Under title 11 of the United States Code (the “Bankruptcy Code”), a discharge of a debt “operates as an injunction against the commencement or continuation of an action . . . to collect, recover, or offset any debt as a personal liability of the debtor.” This discharge is the “principle advantage bankruptcy offers an individual” because it provides the debtor with a “fresh start” by freeing him from the chains of previous debts.
Even so, a “discharge in bankruptcy does not extinguish the debt itself, but merely releases the debtor from personal liability for the debt.” Therefore, as provided by section 524(e) of the Bankruptcy Code, “discharge of a debt of the debtor does not affect the liability of any other entity on, or the property of any other entity for, such debt.” Consequently, courts hold insurers liable for the debtor’s insured debt and creditors can “establish their liability by proceeding against a discharged debtor.”

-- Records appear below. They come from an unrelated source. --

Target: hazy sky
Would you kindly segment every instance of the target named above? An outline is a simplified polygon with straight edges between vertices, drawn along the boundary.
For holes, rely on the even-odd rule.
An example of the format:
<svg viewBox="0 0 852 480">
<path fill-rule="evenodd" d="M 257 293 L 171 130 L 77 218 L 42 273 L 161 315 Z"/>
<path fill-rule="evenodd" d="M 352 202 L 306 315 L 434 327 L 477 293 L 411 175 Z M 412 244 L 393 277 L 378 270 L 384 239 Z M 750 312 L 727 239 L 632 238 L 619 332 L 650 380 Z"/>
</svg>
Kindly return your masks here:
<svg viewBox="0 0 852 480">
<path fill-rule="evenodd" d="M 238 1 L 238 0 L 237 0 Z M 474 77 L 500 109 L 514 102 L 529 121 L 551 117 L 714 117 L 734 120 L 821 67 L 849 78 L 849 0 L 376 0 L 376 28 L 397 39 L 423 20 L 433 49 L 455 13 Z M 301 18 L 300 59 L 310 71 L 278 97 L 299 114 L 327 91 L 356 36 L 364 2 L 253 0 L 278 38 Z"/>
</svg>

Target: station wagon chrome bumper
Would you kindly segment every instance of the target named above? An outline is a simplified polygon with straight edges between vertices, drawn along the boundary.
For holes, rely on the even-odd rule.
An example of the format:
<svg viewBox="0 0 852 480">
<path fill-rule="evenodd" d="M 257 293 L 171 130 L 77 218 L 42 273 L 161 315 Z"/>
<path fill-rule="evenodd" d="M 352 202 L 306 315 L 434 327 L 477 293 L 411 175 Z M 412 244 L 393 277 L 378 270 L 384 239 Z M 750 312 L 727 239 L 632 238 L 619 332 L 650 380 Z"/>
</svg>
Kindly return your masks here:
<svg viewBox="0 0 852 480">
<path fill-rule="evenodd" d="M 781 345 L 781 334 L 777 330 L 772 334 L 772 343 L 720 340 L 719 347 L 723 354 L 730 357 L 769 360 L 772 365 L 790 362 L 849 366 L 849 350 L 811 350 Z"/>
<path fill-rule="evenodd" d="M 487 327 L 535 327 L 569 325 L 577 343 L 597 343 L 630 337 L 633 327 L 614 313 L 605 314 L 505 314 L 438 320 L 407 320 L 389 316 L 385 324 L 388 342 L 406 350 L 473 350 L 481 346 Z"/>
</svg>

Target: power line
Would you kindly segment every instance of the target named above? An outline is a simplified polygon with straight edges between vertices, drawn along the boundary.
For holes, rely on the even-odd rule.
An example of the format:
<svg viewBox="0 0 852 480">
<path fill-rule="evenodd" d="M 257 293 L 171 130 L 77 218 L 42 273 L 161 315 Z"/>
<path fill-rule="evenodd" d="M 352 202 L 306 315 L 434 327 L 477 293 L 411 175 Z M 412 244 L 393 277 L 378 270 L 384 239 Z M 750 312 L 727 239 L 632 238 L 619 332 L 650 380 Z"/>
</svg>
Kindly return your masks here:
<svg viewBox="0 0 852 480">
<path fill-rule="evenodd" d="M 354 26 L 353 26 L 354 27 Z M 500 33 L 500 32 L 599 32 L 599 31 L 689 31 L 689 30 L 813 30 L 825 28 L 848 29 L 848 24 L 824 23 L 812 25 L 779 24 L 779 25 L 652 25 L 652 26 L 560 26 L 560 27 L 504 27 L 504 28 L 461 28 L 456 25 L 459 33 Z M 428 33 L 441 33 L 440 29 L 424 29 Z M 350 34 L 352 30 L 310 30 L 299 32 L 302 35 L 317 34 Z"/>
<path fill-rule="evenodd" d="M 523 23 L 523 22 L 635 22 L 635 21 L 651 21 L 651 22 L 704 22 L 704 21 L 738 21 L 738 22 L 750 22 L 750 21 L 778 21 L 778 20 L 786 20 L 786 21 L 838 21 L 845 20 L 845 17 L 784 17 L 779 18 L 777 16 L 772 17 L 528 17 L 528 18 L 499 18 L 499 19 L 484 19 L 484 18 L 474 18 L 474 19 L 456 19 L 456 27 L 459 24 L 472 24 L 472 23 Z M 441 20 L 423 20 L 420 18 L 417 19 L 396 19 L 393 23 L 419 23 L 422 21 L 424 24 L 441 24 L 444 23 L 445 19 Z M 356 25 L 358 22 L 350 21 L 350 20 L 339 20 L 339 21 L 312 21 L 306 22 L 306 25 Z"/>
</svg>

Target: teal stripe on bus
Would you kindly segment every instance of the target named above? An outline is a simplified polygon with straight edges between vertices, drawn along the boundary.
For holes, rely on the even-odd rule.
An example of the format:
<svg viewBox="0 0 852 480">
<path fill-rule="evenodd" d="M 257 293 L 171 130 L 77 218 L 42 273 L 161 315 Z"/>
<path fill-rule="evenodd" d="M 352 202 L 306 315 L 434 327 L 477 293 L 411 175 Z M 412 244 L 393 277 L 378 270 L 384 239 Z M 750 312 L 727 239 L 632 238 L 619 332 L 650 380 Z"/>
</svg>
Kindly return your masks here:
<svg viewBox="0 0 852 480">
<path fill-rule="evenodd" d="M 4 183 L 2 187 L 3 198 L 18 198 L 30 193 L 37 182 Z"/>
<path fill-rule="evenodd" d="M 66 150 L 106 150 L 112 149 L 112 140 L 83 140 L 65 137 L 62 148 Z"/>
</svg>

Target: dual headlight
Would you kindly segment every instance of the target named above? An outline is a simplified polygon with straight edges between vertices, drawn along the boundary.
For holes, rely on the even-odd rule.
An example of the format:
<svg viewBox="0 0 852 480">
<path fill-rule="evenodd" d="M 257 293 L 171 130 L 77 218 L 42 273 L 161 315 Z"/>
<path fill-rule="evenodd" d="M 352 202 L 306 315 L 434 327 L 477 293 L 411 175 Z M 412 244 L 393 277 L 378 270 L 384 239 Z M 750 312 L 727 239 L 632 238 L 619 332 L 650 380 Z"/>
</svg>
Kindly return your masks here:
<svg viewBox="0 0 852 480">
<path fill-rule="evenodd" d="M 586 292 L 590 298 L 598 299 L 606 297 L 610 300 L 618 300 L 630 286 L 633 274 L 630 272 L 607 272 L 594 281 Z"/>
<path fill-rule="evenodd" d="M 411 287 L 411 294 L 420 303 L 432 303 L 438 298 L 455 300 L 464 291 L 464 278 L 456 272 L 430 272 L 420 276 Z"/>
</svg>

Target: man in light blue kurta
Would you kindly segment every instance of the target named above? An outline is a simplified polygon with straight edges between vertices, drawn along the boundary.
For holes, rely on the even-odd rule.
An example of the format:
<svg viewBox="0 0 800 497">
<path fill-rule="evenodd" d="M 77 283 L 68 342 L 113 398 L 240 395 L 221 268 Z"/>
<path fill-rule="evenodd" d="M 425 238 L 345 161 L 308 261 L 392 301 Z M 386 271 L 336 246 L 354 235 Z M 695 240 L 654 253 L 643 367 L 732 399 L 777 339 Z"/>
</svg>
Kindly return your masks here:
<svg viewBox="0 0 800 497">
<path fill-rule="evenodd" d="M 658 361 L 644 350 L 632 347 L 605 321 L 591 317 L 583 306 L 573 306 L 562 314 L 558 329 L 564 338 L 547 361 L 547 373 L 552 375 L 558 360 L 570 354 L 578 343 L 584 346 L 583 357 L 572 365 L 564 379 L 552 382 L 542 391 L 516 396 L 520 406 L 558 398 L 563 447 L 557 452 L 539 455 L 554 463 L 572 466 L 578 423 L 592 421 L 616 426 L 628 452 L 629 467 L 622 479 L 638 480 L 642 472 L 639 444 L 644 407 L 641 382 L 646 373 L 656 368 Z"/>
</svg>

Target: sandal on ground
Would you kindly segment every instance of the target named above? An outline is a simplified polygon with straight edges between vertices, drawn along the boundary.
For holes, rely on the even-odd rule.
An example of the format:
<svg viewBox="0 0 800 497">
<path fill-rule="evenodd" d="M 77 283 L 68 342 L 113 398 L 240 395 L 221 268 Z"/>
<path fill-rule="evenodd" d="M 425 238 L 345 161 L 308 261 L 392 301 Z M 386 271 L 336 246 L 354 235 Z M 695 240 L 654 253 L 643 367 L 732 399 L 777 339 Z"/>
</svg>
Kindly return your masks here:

This memorandum will explore whether a discharge under section 524 precludes a suit to recover from a discharged debtor’s insurer. Part I analyzes the impact of the “fresh start” policy in bankruptcy law. Part II examines the scope of a section 524 discharge and its application to a discharged debtor’s insurer. Part III concludes by analyzing the convergence of these two concepts as preventing creditors from bringing a suit to recover from a discharged debtor’s insurer when the action would impair the debtor’s fresh start.